I bring this up because when I initially wrote this post, I had quoted some incidence statistics for intersex conditions/DSDs with a basis in the gonad, but after reading about incidence and prevalence statistics for these conditions and the disagreements and debates around the numbers and the way they have been derived, I decided to leave that discussion aside and just focus on the genetics themselves.
Thinking About PCOS in Trans Men
You might be asking yourself, then, why bother with this discussion about the genetics of sex determination and development anyway? What does this topic have to do with PCOS in trans men, the eventual subject for these series of blog posts about the ovary? The answer has two parts.
First, as I mentioned in the first post in this series, my opinion was that in order to talk about PCOS or other ovarian malfunctions, a discussion regarding ovarian determination and development would provide a background for a future post on PCOS. It’s easier to understand what’s happening when things go wrong when we know what’s supposed to happen when things go right.

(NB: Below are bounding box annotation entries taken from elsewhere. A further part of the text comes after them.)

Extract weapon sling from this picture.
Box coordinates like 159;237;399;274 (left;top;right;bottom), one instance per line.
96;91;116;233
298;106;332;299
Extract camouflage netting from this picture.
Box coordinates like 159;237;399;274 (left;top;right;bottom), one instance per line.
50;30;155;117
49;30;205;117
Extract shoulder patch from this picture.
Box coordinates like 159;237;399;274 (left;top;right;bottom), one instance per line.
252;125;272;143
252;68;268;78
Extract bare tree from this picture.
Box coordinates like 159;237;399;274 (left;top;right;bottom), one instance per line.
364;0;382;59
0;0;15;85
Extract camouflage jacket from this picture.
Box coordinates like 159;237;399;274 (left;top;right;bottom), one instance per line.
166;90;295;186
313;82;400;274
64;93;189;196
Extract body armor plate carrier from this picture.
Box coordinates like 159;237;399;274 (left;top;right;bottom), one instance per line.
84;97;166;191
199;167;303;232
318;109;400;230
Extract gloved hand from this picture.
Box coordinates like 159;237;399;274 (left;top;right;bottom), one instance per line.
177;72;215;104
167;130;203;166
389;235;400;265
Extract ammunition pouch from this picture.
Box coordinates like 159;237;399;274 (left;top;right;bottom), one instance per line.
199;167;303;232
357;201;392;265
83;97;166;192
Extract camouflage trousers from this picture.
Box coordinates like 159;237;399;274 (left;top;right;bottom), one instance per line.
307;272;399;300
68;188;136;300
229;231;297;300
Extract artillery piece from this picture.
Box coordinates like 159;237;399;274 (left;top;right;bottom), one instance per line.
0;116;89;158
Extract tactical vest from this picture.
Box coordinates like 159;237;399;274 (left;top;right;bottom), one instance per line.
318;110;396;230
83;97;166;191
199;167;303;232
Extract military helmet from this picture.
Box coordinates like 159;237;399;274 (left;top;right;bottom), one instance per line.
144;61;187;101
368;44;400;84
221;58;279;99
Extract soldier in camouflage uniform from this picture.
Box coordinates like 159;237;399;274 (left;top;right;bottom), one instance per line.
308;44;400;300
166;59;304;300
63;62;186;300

Second, we are beginning to understand that genes involved in embryonic ovarian determination and development can also play an important role in ovarian function, and perhaps PCOS, in the adult. Take, for example, NR5A1 which encodes SF1. Certain mutations in this gene have detrimental effects on embryonic gonadal development whereas others allow ovarian determination and development to procede but somehow cause premature ovarian failure in the adult female (Lourenço et al., 2009 and references therein). This concept may become important when we discuss the proper function of adult human ovaries and PCOS in trans men.
Having said that, I’m afraid that I won’t be able to make any more scientific posts until April, including any about PCOS in trans men. I have to write a science-based book chapter by the end of March and so I won’t have time to work on both the book chapter and this blog, at least not scientifically speaking. I will still make non-scientific posts, and so for those of you who have been hoping for a break from the science, you’re in luck.
Above all, I appreciate all of you readers and commenters out there and would like to thank you for your interest in this blog.